NATIONAL cricket team batting consultant Grant Flower has emerged as a front runner for the Pakistan batting coach position with one of the country’s leading newspapers even suggesting that the former right-hand batsman’s appointment could be announced today.
The Daily Times yesterday quoted a Pakistan Cricket Board (PCB) source who said Flower, alongside fellow countryman Richard Halsall, had been backed for the position of batting coach and fielding coach respectively.
“Zimbabwean batsman Grant Flower is a strong candidate for the batting coach position with Richard Halsall as the fielding coach. The PCB has consulted with head coach Waqar Younis on both appointments and he has backed their credentials to work with the Pakistan team,” the PCB source told the newspaper yesterday.
The insider said Waqar was keen on having Halsall as he had seen him work with the England team and checked his credentials also.
“While Grant Flower had also applied in the past for the batting coach position, Halsall comes highly recommended as he is a specialist fielding coach and also fitness trainer and has worked with the England team,” the source said.
The 43-year-old right-hand batsman, who also bowled left-arm orthodox, confirmed having applied to the PCB for the position. He is facing competition from Pakistan’s former captain Inzamam-ul-Haq.
It is understood Flower did not appear for the interview, but the PCB “negotiated” with him over the phone.
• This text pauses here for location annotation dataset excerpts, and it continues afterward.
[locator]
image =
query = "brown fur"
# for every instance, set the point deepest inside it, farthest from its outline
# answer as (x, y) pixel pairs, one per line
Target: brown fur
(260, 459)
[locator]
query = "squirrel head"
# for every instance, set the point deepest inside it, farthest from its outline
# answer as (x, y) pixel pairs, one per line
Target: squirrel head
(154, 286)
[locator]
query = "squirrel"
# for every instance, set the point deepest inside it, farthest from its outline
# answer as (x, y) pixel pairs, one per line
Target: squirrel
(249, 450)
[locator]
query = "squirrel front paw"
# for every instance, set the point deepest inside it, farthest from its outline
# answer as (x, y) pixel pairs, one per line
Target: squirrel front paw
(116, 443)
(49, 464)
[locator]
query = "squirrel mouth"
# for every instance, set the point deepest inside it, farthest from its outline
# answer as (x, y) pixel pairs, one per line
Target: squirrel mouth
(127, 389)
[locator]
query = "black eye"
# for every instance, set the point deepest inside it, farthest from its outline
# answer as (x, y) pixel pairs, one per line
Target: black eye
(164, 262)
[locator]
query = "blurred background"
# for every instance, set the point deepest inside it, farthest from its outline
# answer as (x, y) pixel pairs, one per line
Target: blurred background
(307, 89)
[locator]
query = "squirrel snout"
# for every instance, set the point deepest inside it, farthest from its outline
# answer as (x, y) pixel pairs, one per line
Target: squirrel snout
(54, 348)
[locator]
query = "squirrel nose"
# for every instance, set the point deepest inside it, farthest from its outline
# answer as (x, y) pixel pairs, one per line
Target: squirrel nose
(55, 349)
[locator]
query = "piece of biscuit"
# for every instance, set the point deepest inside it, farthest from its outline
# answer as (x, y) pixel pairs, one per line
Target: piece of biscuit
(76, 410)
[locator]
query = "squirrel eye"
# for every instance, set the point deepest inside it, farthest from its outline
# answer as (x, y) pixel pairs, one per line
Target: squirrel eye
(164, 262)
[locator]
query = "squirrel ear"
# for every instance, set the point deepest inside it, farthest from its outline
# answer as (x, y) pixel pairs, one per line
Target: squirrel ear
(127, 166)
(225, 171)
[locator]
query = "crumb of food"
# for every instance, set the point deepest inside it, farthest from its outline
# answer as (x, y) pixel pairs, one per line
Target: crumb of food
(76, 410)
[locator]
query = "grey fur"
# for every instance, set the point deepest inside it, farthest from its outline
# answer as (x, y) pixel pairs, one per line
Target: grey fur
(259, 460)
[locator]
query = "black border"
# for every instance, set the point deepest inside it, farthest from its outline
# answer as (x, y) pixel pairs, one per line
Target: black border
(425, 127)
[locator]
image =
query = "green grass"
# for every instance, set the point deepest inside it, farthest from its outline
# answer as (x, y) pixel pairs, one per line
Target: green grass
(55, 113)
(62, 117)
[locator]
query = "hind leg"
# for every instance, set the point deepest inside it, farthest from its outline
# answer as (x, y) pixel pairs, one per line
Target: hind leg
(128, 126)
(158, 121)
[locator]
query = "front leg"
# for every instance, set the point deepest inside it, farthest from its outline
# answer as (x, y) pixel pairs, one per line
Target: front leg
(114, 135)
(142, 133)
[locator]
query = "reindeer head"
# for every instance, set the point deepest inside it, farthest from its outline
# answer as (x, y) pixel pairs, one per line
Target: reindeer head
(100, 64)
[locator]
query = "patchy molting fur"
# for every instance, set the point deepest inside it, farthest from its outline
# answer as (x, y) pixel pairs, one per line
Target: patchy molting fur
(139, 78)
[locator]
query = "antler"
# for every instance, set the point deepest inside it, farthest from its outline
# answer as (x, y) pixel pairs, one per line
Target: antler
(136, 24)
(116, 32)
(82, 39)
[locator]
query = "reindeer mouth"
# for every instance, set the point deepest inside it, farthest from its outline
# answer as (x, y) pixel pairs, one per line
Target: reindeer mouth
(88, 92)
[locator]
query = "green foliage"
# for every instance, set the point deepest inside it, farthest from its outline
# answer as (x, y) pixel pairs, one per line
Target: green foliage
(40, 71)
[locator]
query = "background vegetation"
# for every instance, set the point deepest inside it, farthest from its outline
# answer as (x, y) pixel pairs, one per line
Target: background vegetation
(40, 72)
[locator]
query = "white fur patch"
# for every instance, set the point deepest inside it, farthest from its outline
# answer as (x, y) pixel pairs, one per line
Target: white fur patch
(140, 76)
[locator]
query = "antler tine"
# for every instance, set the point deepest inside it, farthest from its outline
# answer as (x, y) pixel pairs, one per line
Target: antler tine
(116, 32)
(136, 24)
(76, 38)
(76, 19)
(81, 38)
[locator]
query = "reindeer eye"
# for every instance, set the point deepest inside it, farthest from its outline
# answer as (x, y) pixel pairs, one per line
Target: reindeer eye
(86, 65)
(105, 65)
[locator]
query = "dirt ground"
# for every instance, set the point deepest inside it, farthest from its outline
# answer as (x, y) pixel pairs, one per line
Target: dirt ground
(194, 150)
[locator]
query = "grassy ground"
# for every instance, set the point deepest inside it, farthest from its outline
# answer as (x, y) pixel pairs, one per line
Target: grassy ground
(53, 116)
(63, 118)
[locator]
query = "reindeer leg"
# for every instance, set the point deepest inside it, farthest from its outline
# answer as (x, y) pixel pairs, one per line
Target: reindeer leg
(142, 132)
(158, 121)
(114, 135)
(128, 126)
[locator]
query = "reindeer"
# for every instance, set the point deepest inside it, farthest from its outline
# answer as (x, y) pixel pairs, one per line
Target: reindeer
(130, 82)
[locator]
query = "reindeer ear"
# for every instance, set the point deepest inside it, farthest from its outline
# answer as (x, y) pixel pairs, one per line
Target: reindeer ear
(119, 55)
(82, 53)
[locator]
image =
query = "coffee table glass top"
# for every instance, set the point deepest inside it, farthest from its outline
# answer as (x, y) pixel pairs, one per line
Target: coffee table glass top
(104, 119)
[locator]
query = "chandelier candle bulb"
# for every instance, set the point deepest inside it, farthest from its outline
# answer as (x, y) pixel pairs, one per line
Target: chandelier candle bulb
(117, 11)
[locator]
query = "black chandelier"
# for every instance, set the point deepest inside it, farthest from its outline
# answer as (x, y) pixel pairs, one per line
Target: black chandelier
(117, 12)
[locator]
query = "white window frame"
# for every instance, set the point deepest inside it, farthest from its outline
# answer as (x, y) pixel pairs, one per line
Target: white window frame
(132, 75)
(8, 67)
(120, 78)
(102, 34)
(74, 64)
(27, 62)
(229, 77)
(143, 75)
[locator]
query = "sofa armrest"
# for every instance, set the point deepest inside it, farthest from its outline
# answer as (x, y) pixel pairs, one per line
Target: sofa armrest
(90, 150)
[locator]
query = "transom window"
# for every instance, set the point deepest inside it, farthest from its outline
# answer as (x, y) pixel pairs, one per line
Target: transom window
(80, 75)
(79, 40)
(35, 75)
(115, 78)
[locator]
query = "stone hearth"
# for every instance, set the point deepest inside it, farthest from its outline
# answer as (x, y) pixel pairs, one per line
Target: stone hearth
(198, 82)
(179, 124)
Flower is currently on holiday in London and if he decides to join the PCB as is highly likely, it would be a huge blow for the national team who are preparing to host Australia and South Africa in a triangular one-day international series in August.
In the past, the PCB has experimented with foreign fielding and head coaches without much success and until recently Julian Fountain was fielding coach with head coach Dav Whatmore before the board decided against extending their two-year contracts in February.
Former England batsman Bob Woolmer had the longest stint as a foreign coach with the Pakistan team from 2004 to 2007 before his death during the World Cup in the West Indies.